Over het project
In de Nederlandse energietransitie spelen windparken op zee een grote rol. De Energiehaven IJmond wordt een haven specifiek gericht op de bouw van deze windparken. De ontwikkeling van de Energiehaven is een samenwerking tussen de provincie Noord-Holland, gemeente Velsen, Zeehaven IJmuiden en Port of Amsterdam. Ook het ministerie van Infrastructuur en Waterstaat (I&W), het ministerie van Economische Zaken (EZK), Rijkswaterstaat en Tata Steel zijn betrokken.
Windparken op zee
De komende jaren worden steeds meer windparken gebouwd op de Noordzee. Hiervoor zijn speciale installatiehavens nodig. De windmolens worden steeds groter en de schepen die voor de bouw van de windparken gebruikt worden ook. In Nederland kunnen op dit moment alleen nog de havens van Groningen en Vlissingen deze schepen ontvangen, maar daarvandaan kunnen niet alle Nederlandse windparken worden gebouwd. Daarom wordt Energiehaven IJmuiden ontwikkeld tot installatiehaven en wordt het hierdoor een belangrijke uitvalsbasis voor de aanleg en het onderhoud van windparken op zee.
Locatie
De locatie voor de Energiehaven is gunstig gelegen: de haven bevindt zich straks net buiten de sluizen van IJmuiden en op relatief korte afstand van een groot deel van de te realiseren windparken op zee. De haven wordt gerealiseerd op de plaats van de huidige Averijhaven. Momenteel bevindt zich hier een voormalig baggerdepot van Rijkswaterstaat dat op dit moment wordt gesaneerd en ontmanteld door het Rijk. De Energiehaven krijgt een terrein van ruim 15 hectare met een diepzeekade van 580 meter lang. Deze kade is geschikt voor het aanmeren van de grootste schepen die nodig zijn voor de installatie van windparken op zee.
Kosten en baten
In 2023 is een Maatschappelijke Kosten Baten Analyse (MKBA) uitgevoerd voor dit project. Met een dergelijke analyse worden de positieve en negatieve effecten van een project op de welvaart in Nederland ingeschat. In het geval van de Energiehaven is er sprake van een MKBA-verhouding van 1,9. Dat betekent dat dat de maatschappelijke baten (opbrengsten) van de Energiehaven de maatschappelijke kosten ver overstijgen.

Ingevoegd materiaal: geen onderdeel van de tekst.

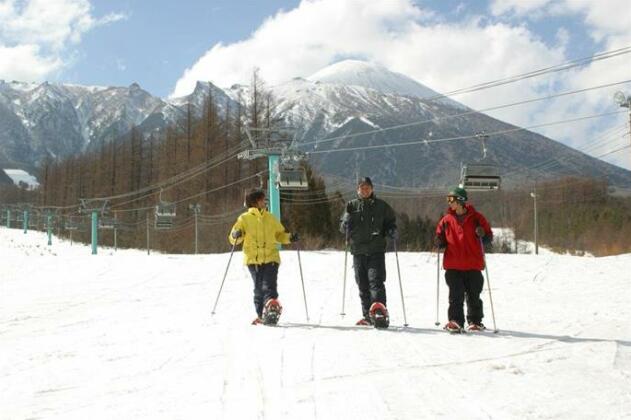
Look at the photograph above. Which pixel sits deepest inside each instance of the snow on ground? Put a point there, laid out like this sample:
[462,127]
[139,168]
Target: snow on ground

Het project Energiehaven heeft wel te maken met een zogeheten ‘onrendabele top’. Dat betekent dat de investering in de Energiehaven zichzelf niet terugverdient en dat er extra geld nodig is om het project te realiseren. Omdat de maatschappelijke baten zo hoog zijn en het project cruciaal is voor het behalen van de Nederlandse klimaatdoelen, is het consortium in gesprek met Europa en het Rijk over een financiële bijdrage. In 2023 is er al een Europese subsidie toegekend voor de ontwerpfase. In 2024 onderzoeken het consortium en het Rijk de mogelijkheden voor het afdekken van de onrendabele top.
Samenwerking
Port of Amsterdam, provincie Noord-Holland, de gemeente Velsen en Zeehaven IJmuiden werken gezamenlijk aan de Energiehaven. Vanwege het belang voor de Nederlandse energietransitie en het feit dat het op grond van het Rijk en Tata Steel wordt gerealiseerd, zijn ook het ministerie van I&W, het ministerie van EZK, Rijkswaterstaat en Tata Steel betrokken.
Subsidie Europese Unie
De Energiehaven heeft in 2023 ruim € 2 miljoen Europese subsidie gekregen. Het geld is bedoeld voor de Ontwerpfase van het project. De Europese Commissie stelt dit geld uit de Connecting Europe Facility (CEF) beschikbaar. Dit fonds is bedoeld voor projecten rond spoorwegen, binnenvaart en luchtvaart.